In an alternate world known as Ohio, in the days before an imaginary contest called the Democratic presidential primary, candidate George Clooney commands the microphones, saying many things that Nation readers dearly want to hear. He endorses secularism, abortion rights, renewable energy and renewed manufacturing; he lambastes militarism, fossil fuels and fearmongering. Not since Orson Welles took to the stump for FDR has a movie star delivered the Popular Front message with such roguish swagger and basso fluency—and Clooney, unlike Welles, is in shape. Set aside for a moment the unlikeliness that a candidate who articulates these positions might win the presidency. (With Clooney at the podium, disbelief suspends itself.) The greater improbability is one that has actually come to pass in the world of commerce. Columbia Pictures has released The Ides of March, a movie that blithely writes off millions of potential ticket buyers who will not assent to a description of Republicans as tightly disciplined filth.
How to explain The Ides of March, if not as art then as a business proposition? First, I acknowledge that Clooney—by all appearances a smart man, and a principled one—has amassed enough power to be the producer, director and co-writer of his own movies, as well as the box-office draw. I also note that an industry faced with steadily declining theater admissions and a welter of new distribution channels is ever more willing to engage in niche marketing, even when the niche is us.
Mostly, though, I observe that the wish fulfillment of polemical drama gets sideswiped in The Ides of March by the imperatives of trite playwriting, sending both of them spinning into an intersection blocked by the tractor-trailer of realism.

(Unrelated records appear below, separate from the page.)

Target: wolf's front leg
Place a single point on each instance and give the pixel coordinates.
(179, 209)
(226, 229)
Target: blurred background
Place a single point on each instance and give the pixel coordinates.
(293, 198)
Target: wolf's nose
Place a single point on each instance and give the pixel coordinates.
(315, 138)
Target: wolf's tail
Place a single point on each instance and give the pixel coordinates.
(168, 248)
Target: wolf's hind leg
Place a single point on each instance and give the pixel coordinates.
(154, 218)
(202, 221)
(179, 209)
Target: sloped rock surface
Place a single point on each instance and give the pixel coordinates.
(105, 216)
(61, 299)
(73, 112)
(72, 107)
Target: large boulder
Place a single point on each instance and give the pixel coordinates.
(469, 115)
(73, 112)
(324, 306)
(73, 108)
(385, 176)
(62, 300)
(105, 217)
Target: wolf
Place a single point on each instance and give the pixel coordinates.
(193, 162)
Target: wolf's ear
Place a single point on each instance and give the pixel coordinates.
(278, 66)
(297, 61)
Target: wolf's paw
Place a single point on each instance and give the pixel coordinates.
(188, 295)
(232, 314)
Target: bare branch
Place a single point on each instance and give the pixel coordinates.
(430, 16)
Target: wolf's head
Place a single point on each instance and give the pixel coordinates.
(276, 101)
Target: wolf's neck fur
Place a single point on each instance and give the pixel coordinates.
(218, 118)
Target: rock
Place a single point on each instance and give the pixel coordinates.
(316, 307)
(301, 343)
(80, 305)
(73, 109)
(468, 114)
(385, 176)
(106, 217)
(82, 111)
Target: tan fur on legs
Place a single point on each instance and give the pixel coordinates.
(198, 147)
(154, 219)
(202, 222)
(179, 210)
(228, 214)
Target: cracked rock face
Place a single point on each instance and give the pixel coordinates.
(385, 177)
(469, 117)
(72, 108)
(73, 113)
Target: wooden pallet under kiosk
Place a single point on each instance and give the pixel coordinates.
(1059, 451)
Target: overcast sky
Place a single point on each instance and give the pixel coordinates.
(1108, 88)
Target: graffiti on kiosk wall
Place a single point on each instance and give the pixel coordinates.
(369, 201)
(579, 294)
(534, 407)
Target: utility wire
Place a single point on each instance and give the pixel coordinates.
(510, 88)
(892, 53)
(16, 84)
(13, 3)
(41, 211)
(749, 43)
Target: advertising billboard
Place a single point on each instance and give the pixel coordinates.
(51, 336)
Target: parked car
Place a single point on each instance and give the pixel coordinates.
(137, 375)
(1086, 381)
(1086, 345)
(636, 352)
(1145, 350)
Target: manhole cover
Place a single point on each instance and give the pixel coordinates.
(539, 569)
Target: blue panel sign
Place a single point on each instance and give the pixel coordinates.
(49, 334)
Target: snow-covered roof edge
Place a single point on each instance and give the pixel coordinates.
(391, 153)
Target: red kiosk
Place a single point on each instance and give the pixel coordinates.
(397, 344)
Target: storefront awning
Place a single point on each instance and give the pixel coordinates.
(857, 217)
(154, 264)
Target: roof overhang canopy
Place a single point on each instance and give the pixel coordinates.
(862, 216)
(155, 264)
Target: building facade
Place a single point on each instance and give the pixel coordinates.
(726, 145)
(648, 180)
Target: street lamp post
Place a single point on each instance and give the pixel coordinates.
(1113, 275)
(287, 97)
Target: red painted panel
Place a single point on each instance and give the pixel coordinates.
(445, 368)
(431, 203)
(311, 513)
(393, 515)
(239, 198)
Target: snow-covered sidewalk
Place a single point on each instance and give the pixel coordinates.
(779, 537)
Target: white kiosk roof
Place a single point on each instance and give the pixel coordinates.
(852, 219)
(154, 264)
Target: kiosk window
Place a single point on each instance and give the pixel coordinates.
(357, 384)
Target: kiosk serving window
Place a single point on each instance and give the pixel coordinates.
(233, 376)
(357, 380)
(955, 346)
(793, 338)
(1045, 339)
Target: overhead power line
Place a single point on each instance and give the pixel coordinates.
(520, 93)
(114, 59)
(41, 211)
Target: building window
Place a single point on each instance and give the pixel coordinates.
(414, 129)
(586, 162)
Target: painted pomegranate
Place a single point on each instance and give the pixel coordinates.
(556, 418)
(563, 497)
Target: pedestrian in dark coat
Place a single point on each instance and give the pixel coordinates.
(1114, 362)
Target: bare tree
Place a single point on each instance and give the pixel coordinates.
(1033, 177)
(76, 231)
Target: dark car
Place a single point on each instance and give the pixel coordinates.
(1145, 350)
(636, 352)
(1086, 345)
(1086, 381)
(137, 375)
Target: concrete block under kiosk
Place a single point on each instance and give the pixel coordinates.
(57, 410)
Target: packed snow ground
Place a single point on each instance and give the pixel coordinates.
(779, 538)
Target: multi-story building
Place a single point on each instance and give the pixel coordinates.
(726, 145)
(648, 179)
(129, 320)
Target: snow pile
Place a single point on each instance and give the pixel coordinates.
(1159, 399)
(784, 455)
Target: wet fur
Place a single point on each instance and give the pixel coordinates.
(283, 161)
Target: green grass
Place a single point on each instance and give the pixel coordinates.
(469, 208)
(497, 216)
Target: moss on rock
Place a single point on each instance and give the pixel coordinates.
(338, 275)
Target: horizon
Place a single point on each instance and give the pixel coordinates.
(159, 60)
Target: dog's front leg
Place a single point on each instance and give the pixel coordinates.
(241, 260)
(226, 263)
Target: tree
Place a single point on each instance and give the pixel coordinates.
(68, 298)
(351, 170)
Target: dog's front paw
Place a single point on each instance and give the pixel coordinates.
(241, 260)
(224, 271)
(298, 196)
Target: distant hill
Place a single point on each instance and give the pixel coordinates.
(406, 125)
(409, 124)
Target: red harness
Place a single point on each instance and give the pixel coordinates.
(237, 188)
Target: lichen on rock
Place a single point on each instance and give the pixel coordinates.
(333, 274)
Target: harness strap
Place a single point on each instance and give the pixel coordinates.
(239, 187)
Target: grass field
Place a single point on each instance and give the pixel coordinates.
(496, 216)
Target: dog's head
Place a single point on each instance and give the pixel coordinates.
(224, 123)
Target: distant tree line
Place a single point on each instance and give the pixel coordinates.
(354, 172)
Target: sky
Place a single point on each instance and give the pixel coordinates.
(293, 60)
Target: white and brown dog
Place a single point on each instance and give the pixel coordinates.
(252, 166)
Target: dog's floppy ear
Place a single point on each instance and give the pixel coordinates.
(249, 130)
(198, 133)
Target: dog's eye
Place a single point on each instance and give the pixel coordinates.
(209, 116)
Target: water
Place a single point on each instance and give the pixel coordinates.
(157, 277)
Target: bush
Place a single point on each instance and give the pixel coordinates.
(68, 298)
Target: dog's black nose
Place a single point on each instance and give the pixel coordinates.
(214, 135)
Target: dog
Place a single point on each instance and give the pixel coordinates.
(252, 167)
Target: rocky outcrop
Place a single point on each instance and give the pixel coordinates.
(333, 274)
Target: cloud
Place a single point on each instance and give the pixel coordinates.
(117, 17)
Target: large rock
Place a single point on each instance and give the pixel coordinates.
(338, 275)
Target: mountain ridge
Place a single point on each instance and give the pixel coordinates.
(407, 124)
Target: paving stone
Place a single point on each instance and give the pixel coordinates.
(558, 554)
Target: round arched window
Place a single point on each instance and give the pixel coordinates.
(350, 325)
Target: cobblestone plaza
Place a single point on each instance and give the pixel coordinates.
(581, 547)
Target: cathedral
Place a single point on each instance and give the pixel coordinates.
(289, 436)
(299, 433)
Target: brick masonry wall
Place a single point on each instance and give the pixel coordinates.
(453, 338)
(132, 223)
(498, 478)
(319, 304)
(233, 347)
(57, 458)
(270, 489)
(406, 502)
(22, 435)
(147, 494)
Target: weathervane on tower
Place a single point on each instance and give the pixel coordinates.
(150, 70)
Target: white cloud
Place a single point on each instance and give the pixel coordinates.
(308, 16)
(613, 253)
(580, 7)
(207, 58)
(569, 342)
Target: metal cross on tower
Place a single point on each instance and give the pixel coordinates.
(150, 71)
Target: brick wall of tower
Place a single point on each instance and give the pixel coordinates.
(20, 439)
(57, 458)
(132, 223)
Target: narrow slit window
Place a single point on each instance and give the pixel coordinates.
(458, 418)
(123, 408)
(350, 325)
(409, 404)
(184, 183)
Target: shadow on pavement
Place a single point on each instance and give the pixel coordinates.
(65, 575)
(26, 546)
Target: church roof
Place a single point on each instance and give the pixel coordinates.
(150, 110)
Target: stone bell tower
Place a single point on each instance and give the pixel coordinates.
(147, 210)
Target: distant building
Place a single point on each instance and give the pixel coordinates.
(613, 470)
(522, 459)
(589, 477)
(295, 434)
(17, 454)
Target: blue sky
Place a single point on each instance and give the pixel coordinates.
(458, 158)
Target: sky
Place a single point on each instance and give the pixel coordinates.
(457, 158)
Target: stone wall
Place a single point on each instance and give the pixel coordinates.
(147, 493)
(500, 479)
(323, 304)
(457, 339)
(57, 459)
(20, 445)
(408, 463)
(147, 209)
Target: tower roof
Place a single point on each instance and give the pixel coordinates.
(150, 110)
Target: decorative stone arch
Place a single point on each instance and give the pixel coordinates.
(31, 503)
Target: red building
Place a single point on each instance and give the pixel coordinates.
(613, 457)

The collision damage report must therefore begin with the screenplay and its origin in the Beau Willimon play Farragut North. The Ides of March makes some efforts to open up this source material by offering views of brown-brick downtown Cincinnati in late winter. (These shots are also an auteurist gesture; we’re seeing the landscape of Clooney’s youth.) Otherwise, though, the film remains enclosed in Willimon’s theatrical conventions, advancing the plot through a succession of two-character confrontations. People may try to deceive one another during these set-to’s, but the characters never deceive themselves about their motives, never struggle to discover what they think and never fail to instruct the audience, loudly, about the next point to be understood. The advantage of this time-tested expository scheme is clarity. The disadvantage for The Ides of March (other than a tendency to produce screaming matches with metronomic regularity) is an emotional divorce between the dramaturgy and its purpose, which is to lay bare the hypocrisy of people who really don’t conceal much.
Chief among them is the central character: not candidate Clooney but his hotshot young press handler, played by Ryan Gosling. Suddenly as omnipresent as Jessica Chastain, Gosling brings to this character virtually the same mannerisms that you see when he plays the wealthy womanizer in Crazy, Stupid, Love and the lonely, sensitive criminal in Drive. His diction is that of a street punk. (While projecting no particular ethnicity, Gosling makes every word sound like “putz.”) His lean build is coiled and potentially menacing. But the narrow, delicately modeled face (perpetually shadowed by a one-day stubble) contradicts the tough-guy image, especially when Gosling looks off to the side, brooding and dreaming, instead of facing the person speaking to him, or when he produces his signature tight-lipped grin without preparation, out of a deadpan, and quickly hides it again. By making the same persona work for three dissimilar characters, Gosling demonstrates not that he’s without resources but that he’s a star—a point that Clooney, as director, has cleverly underscored in The Ides of March. Just as the campaign’s media handler comes to supplant the candidate (I reveal theme, not plot), so is Gosling allowed in his performance to supplant Clooney as leading man.